The Biological Imperative:
The Bible did not have to work hard to ask ancient man to have children. Sex is a powerful biological imperative. And, having children to support you was your insurance policy. Ask any woman who has had a baby, and you will hear all about the maternal instinct. Many fall so in love with their newborns, that their marriage takes a back seat. It’s clear that we are wired to have--and enjoy children.
Yet, just because childrearing is an ancient or biological imperative does not mean that a particular person might not opt out. That’s what many are doing. Countries like Italy may need more children, and biology may push for babies, but our culture makes a claim for choice.
What’s Right For You:
Modern life is truly about choice. Now we have choice about whether or not to have children, and if so, how many. Demographics show a trend towards less children and more personal freedom. There are some big problems with these trends. How will many countries support their aging populations without a younger generation available to carry the burden?
Yet, in the end, it’s about what is right for you.
- We live one life and time is not a friendly companion. Having a child is a permanent decision. He or she is in your life for years to come; for good and for bad. Yet, putting it off, means missing out on your most vibrant years with your young child; and being young enough to deal with the drama of teenage life. Everything is a trade-off.

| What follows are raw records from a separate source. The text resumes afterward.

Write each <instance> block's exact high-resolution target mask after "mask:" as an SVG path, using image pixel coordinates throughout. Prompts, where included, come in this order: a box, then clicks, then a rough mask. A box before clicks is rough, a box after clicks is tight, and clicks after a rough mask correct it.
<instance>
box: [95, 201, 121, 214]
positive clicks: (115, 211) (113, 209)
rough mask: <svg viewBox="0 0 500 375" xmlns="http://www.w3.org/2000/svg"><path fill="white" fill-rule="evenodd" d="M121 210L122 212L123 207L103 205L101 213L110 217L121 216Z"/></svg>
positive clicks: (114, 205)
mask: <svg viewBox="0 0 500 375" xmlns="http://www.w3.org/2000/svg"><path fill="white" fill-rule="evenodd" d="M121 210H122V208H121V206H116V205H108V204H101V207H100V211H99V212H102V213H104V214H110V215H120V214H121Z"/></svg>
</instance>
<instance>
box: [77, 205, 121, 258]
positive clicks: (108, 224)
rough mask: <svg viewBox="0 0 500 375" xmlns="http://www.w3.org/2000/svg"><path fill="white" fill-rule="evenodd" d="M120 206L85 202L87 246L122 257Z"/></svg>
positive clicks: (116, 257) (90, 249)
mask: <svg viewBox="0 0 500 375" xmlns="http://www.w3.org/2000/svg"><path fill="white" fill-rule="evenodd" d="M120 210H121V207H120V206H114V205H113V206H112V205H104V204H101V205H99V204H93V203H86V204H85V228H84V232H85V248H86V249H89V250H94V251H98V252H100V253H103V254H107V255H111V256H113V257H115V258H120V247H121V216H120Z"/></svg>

- When we look back on our lives, we may ask ourselves about what our life was about. Children are nature’s answer to life’s basic question. Did my life count for something? Your kids may be the clearest testimony to a meaningful existence.
- Without children we can contribute enormously. You can enjoy great relationships. You can heal others as a medical or psychological practitioner. You can elevate youngsters through teaching or the clergy. Or, you can simply plant a garden that carries the best of you forward.
You may have little choice, or all the choice in the world. Just know that each choice opens an unanticipated door. Consider this excercise:
- Invite your future self into the room for a moment.
- What would be important to him or her?
What counts most? And, in the end, be prepared to give it your all, whatever you choose.
Your good efforts may be the best path to joy.